By practical standards of contemporary beauty this is precisely the sort of nose that looks to cosmetic surgery for redemption (and so in its present state signifies a sense of stubborn, old-fashioned integrity). Its artistic precursor in this regard would be Andy Warhol’s Before and After, his 1960 diptych devoted to an advertisement for a nose job. Similarly, an affinity can be seen between Berkenblit’s suite of new paintings and the "hand-painted-Pop" of early ‘60s Warhol. An overt comparison could be made with Warhol’s painting Popeye, also from 1960, a sketchy version of a cartoon panel whose white star shapes are so very similar to the stars that are a dominant motif of these Berkenblit paintings.

Indeed, one could even imagine that Berkenblit’s paintings are a specific response to that specific Warhol work, replacing Popeye with a figure who could well be Olive Oyl in her own flip-book cartoon complete with stars.

An artist’s mature style often has a curious affinity with the art that was being produced during her childhood, and so it would be with Berkenblit and hand-painted Pop.
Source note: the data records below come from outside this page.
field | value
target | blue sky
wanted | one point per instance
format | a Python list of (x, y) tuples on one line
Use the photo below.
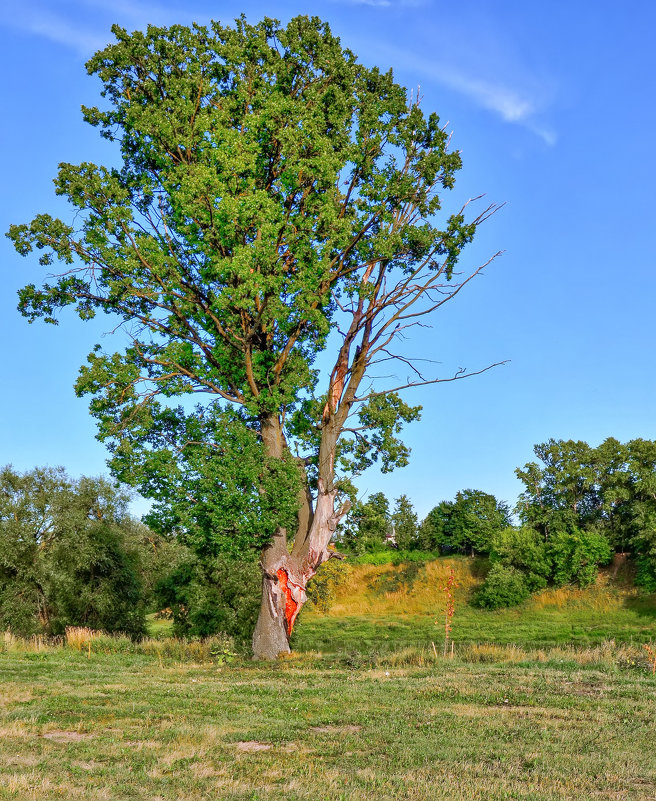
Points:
[(552, 105)]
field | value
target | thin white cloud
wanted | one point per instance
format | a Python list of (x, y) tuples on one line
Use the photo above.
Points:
[(521, 101), (514, 105), (41, 22)]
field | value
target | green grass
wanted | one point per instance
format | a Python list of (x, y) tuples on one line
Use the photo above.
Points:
[(384, 608), (520, 626), (553, 700), (126, 726)]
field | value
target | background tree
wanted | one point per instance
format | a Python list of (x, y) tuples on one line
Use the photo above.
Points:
[(466, 525), (68, 555), (404, 523), (368, 524), (272, 190)]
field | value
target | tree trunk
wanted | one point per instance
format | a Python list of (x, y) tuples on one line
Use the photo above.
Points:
[(285, 574)]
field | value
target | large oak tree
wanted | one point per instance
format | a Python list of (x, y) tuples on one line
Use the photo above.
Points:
[(272, 231)]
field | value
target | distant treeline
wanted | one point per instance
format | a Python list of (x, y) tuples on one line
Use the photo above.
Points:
[(70, 554)]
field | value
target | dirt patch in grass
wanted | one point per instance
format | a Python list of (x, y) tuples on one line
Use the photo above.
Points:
[(346, 729), (253, 746)]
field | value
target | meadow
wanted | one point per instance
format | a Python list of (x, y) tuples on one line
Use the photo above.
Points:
[(366, 716)]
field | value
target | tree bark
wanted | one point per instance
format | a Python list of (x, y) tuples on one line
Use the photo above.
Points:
[(285, 573), (285, 576)]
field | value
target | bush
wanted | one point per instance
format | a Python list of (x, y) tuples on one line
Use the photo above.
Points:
[(504, 586), (577, 554), (67, 555), (391, 556), (524, 550), (212, 596), (321, 589), (645, 573)]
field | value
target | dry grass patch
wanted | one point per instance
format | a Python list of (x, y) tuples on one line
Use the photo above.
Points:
[(253, 746), (59, 736)]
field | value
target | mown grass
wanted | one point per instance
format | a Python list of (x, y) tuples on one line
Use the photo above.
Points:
[(554, 700), (381, 608), (492, 724)]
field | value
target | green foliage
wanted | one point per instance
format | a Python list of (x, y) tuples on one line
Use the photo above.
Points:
[(68, 555), (524, 550), (264, 173), (367, 525), (404, 522), (321, 589), (645, 574), (466, 525), (504, 586), (211, 596), (213, 486), (576, 556), (586, 501)]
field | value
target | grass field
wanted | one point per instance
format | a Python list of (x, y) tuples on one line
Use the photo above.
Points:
[(555, 700), (383, 608), (124, 726)]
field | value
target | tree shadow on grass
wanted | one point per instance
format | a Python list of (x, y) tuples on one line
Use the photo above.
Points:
[(643, 604)]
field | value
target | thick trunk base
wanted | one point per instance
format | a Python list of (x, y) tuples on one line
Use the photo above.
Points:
[(270, 638)]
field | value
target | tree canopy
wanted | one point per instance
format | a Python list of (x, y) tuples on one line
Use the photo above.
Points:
[(276, 200)]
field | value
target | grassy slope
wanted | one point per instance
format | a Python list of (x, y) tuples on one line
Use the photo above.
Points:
[(127, 727), (493, 723), (387, 607)]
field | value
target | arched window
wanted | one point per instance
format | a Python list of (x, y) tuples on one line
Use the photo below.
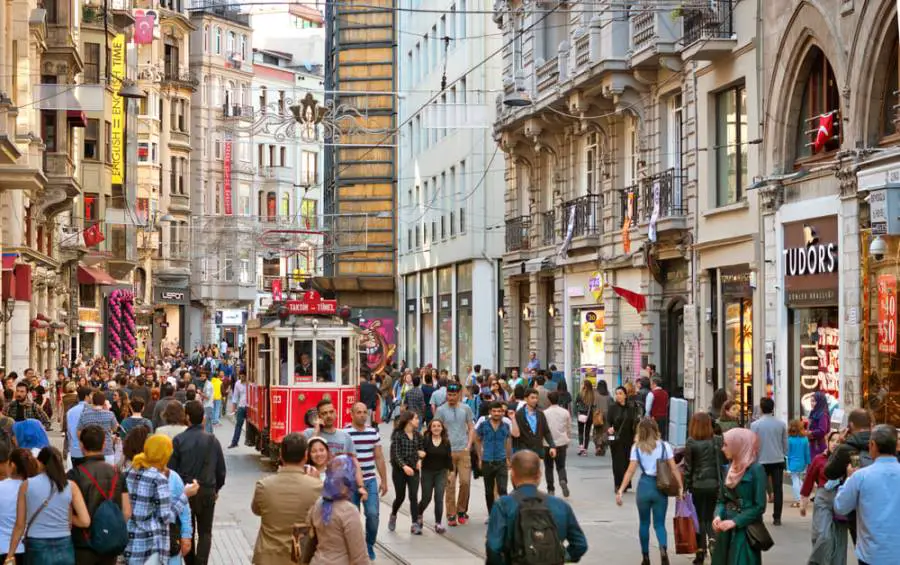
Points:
[(820, 96), (890, 100)]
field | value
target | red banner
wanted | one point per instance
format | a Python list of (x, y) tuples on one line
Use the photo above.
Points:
[(227, 173), (887, 314), (276, 290)]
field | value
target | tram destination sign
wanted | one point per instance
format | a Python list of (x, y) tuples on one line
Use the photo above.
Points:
[(311, 303)]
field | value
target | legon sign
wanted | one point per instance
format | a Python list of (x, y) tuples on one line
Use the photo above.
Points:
[(811, 262)]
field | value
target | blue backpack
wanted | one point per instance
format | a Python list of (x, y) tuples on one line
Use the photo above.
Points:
[(108, 534)]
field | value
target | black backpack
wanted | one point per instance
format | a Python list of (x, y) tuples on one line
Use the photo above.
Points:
[(535, 537)]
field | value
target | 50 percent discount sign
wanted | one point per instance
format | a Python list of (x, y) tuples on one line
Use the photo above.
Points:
[(887, 314)]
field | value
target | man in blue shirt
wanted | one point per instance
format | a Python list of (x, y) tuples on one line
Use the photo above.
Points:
[(526, 476), (872, 492)]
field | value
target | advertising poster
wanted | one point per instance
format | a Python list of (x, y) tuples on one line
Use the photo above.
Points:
[(378, 343), (117, 141)]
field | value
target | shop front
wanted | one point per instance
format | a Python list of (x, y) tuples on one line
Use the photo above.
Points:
[(811, 295)]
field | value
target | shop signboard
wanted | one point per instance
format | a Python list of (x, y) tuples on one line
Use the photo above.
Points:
[(887, 314), (810, 262)]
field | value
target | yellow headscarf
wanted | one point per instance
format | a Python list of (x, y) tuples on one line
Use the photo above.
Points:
[(157, 451)]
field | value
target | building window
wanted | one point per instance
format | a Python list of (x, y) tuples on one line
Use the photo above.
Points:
[(92, 140), (731, 145), (820, 96), (91, 63)]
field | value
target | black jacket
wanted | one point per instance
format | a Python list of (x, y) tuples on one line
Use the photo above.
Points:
[(198, 455), (836, 468), (701, 464), (530, 440)]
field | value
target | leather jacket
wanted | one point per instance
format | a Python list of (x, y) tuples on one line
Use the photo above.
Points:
[(701, 461)]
The pleasingly artful artlessness, the casual traces of the brush, the throwaway evidence of each stage of the painting, smudges and charcoal outlines, the spontaneous accidents of gravity and grace, they are all there.
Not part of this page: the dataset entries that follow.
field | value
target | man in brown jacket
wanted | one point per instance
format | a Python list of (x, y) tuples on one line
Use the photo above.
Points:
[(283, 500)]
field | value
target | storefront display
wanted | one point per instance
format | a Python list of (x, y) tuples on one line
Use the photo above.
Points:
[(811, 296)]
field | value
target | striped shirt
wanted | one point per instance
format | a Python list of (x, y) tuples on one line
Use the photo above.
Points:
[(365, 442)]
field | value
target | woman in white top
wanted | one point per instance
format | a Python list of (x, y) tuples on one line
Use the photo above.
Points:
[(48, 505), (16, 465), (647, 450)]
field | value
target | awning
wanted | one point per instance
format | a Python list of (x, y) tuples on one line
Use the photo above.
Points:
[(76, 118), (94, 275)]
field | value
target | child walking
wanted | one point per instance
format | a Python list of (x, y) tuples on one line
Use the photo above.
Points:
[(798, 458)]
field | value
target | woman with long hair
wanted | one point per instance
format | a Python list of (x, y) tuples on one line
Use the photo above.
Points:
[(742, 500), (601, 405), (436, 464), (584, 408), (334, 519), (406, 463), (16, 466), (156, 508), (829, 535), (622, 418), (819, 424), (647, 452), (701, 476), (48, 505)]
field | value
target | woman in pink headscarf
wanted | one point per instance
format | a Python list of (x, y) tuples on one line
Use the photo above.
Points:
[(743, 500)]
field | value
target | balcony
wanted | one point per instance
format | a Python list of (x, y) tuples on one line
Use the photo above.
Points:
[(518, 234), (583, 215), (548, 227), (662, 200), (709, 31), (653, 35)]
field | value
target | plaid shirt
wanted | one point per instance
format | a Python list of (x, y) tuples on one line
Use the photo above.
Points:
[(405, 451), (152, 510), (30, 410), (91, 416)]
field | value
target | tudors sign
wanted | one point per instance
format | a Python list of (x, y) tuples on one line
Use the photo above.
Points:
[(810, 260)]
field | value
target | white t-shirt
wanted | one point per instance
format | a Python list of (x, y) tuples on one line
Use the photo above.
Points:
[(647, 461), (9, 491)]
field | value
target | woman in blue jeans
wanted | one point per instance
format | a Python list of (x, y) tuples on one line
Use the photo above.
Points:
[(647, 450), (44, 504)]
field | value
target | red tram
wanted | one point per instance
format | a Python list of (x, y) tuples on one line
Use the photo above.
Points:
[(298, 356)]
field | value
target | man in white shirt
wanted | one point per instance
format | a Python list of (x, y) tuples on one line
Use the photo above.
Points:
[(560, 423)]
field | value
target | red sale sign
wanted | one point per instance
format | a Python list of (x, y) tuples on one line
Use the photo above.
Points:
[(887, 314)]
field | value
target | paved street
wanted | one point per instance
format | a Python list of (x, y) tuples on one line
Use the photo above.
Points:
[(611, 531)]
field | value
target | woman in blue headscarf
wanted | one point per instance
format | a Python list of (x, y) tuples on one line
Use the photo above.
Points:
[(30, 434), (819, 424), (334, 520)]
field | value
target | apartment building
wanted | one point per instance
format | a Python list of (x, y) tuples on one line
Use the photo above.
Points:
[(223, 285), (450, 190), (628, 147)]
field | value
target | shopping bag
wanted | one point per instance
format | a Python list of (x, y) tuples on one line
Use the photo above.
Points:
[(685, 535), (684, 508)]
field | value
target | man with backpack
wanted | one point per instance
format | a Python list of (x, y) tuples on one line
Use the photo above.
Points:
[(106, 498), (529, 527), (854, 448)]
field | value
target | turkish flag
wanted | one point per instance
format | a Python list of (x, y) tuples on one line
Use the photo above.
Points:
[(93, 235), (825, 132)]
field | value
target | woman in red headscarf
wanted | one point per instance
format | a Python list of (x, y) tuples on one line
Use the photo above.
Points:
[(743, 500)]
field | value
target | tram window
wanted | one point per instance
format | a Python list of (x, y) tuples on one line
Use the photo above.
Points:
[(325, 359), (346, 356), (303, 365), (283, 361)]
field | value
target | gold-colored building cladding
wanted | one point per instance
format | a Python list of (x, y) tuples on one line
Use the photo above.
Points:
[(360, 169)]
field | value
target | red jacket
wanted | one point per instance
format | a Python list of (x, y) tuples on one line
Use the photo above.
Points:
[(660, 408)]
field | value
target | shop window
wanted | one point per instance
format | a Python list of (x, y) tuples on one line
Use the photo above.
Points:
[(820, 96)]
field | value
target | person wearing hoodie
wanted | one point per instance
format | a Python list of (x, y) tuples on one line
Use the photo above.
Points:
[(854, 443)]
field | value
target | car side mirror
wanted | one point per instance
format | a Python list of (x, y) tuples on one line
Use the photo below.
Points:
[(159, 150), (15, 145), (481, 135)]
Though the oil paint is laid flat and thin, it has many tonal variations and subtleties. Berkenblit’s seemingly simple blackness has patches of gloss which catch the light. It holds subtler shades of gray and even, when you look harder, traces of bruised yellow, pinkish purple, a white-tinted blue. Like the scumbled tonal range hidden in Ryman’s whites, or the smeared variants of gray deployed by Berkenblit’s longtime friend Christopher Wool, these paintings graduate their apparent naiveté to a sophisticated casualness. In their kooky sprezzatura and use of restricted tones, too, these works could be paired with the impressive black-and-white paintings of Carroll Dunham.

As a series the paintings have a potency that is cumulative as well as singular, the mystery of this woman and her mission building as the canvases doggedly march around the gallery walls in a horizontal progression that has the effect of a crude animation. We can’t help but see these works as a plotted sequence, stuttered motion. In some we see our heroine in entire outline, her clothes and accessories, in others it is just her face that looms into close-up, always in profile.
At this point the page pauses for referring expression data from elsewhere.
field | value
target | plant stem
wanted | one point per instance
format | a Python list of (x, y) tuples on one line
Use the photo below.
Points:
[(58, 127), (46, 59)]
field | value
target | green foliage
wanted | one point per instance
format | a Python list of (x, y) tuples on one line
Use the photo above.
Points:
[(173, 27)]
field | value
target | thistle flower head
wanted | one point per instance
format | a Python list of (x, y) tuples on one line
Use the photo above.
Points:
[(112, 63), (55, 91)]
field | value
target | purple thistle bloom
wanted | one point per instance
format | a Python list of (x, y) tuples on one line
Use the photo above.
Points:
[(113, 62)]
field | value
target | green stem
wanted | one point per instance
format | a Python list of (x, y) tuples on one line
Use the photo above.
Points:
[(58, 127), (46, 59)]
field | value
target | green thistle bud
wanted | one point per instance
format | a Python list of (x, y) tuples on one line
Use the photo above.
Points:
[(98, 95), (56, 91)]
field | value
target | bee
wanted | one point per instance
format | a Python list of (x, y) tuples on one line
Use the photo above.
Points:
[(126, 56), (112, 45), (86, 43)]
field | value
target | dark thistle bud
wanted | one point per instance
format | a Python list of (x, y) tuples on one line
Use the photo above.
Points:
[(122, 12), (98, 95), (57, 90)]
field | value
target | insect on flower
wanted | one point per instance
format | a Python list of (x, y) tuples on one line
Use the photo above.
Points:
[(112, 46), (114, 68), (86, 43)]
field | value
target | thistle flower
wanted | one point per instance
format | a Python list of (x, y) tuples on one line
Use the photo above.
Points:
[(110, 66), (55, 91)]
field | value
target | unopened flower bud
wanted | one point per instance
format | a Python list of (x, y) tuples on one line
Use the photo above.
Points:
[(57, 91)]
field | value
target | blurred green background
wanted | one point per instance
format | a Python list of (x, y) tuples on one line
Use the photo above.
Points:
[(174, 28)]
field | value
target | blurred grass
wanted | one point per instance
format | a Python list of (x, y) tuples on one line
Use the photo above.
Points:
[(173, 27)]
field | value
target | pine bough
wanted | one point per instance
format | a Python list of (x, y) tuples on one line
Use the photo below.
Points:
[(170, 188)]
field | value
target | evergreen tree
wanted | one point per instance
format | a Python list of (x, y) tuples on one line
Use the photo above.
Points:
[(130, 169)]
Our leading lady appears entirely alone in each painting, all of which date from 2007, save for one, the most recent, in which her image is doubled and which dates from 2008. Like an artist in her studio, alone, who finally meets her alter ego. Who is this figure whose features are both different from and similar to the artist’s own? Is she a childhood emblem of adult existence, that vague human fiction that is as emotionally real as life can be?

And what of the unusual titles chosen for these works, titles which are extremely different despite the seeming similarity of the actual paintings, titles such as Ballroom Blitz, Werewolf Avenue, Shetland Pony, Dr, Spleen, or T-Mouse? Such labels hint at the comic aspects of these paintings, whose central character surely demands our amused sympathy despite her ambiguity, her strangeness. For she ports an suggestive ensemble, the hint of shiny, creaky black leather or perhaps even rubber, complete with long gloves and veil, a Fairy Tale maid retro-fitted by a fetishist, Little Red Riding Hood as Dominatrix, a blushing bride both victim and dame sans merci emerging from a very dark wood she may well rule.

This figure might have come straight from Bruno Bettelheim and his Uses of Enchantment, a fictional embodiment of sexuality among our apparent innocence, a figural focus for us to follow throughout this bravura demonstration of painting for its own sake, an abstraction of attraction and its necessary opposite.


ADRIAN DANNATT is a New York-based critic and writer.